Actually, President Obama has been very clear by saying that Afghanistan is a war of necessity. He doesn't say that he was dealt this hand. He's always said -- and even during this campaign -- that's where we should have been. And so I don't think that he can blame his predecessor and say he was dealt that hand.
GWEN IFILL: Let me attempt to move on, because there are a lot -- a lot more I want...
REP. NITA LOWEY: Can I just clarify?
Footing the bill?
GWEN IFILL: Well, let me just move on to this one next point, because I asked you, Ms. Lowey, about what your Democratic colleagues have said. And I now want to ask Ms. Ros-Lehtinen the same question about some of the criticisms from some of your Republican colleagues.
They have said this costs too much. I think that the price tag put on this today was $25 billion to $30 billion in 2010. How should the administration be paying for this?

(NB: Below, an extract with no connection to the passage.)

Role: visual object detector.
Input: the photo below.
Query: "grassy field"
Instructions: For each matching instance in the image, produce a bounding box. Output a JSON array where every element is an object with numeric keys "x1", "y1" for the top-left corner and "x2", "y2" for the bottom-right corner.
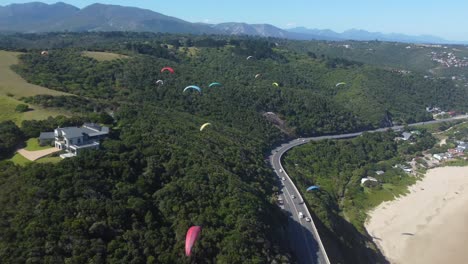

REP. ILEANA ROS-LEHTINEN: Well, and not only is it costly in terms of dollars. It's costly in something that -- to which we cannot assign a monetary figure. And that's lives lost. It's our treasure. It's our best and brightest. So, that's a -- that's a far greater cast than a million and a billion and a trillion. That's something that is irreplaceable.
And we will have some honest discussions about how we are going to be paying for this. But it's -- it's interesting that, when it comes to other domestic issues, the cost of those issues are not as important. But, when it comes to national security, all of the sudden, folks on the other side of the aisle become deficit hawks and -- and want to be very careful about paying for it.
I do want to be conscious of the deficit as well. But I want to do that for domestic concerns as well. I wish that there were that carryover for -- for all aspects of our spending priorities.
GWEN IFILL: I want to ask you both briefly one final questions. And that is, one of the words, the terms that people run away from in this debate is nation-building.
I will start you with, Ms. Lowey.
And then you can have the final word, Ms. Ros-Lehtinen.
How do we know the difference between nation-building and how -- and -- and finishing the job?
REP. NITA LOWEY: Well, I have to make it very clear that we don't expect that, at the end of this process, we're going to have a United States of America in Afghanistan and that all their institutions will function as the way we would like to see them function.
But it's very important that the government in Afghanistan take hold of the corruption issue, work with the provincial governments, trying to establish a parliament that has some authority, and bring some confidence to the average person in Afghanistan that corruption isn't rampant.
We have to worry about the fact that the average person is out of work, isn't educated, and the government has to build that confidence. And it may not be a perfect nation, but we have to move it in the right direction.
And we have appropriated $2.7 billion for economic development. Until this point, the total number is about $14 billion. So, we have a lot of work to do. And the president will have to present a persuasive case to the American people.
GWEN IFILL: Ms. Ros-Lehtinen, do you see a persuasive case being made for or against nation-building as a part of the solution?
REP. ILEANA ROS-LEHTINEN: Well, I think that -- that our fighting men and women, the best troops that any nation could have, are doing the job that they're assigned to do. And they're not there to -- to nation-build.
They're there to -- to make sure that every population area is safe, secure, that we hold it, that we train the troops to hold on to their successes. And -- and I congratulate those troops. They're the ones that are going to make this mission a reality and a success. And they will do what their commander in chief, President Obama, asks for them to do.
GWEN IFILL: All right.
REP. ILEANA ROS-LEHTINEN: And they want to know that our nation supports them in their mission. That's important.
GWEN IFILL: Ileana Ros-Lehtinen, Republican, Nita Lowey, Democrat, thank you both very much.
REP. ILEANA ROS-LEHTINEN: Thank you.